George Gamow and Marvin Stern occupied offices on the second and sixth floors of a seven-story building, and noted that when either took the elevator to the other's floor, it was going the wrong way. It's apparent why: there were ten segments of the elevator's 12-segment cycle (6 going up and 6 going down in a continuous cycle) where the first elevator arrival would be going the wrong way and only two segments where it would be going the desired direction the next time it passed the boarding floor.
But what if a second elevator were placed in the building. What would the probability be that the next elevator to arrive would be going the wrong way? Ignore stops along the way, as they do not affect the distance that need be traveled and probably have more of them for longer trips. The two elevators move independently of each other.
Gamow himself did not get the correct answer for the two-elevator case, but the correct answer was found by Donald Knuth.
My understanding so far is that the original elevator works like this: its only journey is to go from bottom to top to bottom stopping at all floors each way, right?
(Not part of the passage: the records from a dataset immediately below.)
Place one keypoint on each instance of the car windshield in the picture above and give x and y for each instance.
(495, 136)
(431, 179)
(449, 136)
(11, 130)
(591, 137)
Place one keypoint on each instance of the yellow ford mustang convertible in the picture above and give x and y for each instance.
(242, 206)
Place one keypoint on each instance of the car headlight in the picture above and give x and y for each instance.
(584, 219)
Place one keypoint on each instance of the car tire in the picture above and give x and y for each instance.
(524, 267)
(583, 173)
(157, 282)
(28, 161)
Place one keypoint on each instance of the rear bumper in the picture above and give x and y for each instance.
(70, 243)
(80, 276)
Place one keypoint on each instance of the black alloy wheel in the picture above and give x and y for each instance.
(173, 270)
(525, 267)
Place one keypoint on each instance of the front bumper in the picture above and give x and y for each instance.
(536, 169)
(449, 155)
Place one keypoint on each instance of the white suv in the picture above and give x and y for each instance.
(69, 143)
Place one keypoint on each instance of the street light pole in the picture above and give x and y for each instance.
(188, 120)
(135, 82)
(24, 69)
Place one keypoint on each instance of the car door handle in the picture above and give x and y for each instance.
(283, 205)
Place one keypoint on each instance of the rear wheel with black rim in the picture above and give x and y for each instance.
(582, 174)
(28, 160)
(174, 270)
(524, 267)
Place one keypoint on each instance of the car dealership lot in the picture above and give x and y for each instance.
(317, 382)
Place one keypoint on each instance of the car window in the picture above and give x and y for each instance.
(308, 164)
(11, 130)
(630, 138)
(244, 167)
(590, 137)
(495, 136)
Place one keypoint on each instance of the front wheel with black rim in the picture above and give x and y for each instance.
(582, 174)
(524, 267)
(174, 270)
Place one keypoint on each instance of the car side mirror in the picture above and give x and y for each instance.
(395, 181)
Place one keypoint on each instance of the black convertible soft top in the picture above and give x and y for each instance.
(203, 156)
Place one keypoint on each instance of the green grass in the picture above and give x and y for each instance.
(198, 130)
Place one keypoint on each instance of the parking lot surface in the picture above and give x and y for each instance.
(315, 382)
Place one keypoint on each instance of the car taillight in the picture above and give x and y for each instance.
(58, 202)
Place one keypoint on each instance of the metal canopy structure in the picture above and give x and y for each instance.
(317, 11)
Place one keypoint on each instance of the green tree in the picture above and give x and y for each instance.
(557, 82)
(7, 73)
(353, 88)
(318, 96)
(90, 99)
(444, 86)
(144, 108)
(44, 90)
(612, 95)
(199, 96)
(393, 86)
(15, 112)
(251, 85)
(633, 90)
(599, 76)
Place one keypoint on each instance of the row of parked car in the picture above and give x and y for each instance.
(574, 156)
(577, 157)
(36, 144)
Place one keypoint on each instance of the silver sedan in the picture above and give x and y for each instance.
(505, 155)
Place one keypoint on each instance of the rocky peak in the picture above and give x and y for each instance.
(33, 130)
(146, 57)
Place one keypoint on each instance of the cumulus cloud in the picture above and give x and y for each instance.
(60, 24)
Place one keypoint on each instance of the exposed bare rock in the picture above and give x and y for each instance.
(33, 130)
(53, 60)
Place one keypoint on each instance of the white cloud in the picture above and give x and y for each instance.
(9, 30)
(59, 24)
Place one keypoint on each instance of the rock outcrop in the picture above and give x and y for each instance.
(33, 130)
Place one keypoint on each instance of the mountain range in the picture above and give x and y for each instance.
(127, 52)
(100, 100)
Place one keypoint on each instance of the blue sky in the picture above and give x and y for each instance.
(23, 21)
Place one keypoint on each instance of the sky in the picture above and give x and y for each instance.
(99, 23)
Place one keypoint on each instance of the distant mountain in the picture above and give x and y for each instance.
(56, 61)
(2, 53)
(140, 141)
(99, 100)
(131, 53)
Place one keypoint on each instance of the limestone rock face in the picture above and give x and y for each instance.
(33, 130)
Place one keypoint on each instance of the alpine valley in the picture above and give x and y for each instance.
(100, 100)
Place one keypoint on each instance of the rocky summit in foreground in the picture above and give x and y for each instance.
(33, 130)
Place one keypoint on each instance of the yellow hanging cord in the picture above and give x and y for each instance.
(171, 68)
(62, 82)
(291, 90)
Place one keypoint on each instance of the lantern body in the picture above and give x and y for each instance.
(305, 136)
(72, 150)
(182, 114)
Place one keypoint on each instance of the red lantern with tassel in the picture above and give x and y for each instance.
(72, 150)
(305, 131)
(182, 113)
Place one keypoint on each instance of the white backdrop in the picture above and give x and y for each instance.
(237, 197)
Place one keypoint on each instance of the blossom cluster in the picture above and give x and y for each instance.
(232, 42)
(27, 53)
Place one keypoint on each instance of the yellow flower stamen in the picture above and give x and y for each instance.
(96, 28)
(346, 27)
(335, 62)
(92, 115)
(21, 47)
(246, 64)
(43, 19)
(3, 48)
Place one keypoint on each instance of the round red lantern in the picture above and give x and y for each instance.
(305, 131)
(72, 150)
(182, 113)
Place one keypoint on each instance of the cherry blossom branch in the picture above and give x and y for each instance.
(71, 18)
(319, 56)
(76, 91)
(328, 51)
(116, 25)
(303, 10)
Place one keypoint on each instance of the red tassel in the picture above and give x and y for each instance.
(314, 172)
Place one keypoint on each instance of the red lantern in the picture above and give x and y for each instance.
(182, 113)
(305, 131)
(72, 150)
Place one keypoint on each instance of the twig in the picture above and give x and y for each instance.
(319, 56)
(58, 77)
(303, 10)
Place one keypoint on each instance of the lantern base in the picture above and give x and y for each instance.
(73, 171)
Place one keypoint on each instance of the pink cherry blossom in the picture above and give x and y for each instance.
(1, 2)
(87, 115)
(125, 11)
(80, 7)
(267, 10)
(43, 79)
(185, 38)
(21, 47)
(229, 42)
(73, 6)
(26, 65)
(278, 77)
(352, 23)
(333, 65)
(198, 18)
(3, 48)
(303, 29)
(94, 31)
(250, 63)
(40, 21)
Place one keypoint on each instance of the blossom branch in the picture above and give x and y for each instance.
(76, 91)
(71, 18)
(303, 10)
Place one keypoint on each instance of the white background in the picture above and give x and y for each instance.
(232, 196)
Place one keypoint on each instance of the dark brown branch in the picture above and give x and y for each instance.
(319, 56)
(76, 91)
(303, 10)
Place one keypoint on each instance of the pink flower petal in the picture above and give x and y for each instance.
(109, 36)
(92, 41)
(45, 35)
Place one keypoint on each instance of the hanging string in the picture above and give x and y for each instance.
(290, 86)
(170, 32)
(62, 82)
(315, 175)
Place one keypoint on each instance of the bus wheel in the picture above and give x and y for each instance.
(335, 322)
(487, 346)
There is the question as to whether it just keeps doing this or if it only starts-off from the bottom when someone presses "elevator" somewhere.
(I am trying to understand the statement: when they took... it was going the wrong way.) I imagine _sometimes_ it was going the right way, if another person had started it off earlier. (Or, are we only talking about times when the elevator is stationary on floor #1, and only G or S calls it? Then it _is always_ headed the wrong way.
Otherwise, if no one starts or stops it, and it just keeps going, then it would sometimes be going the right way in its cycle when they wanted to board. True?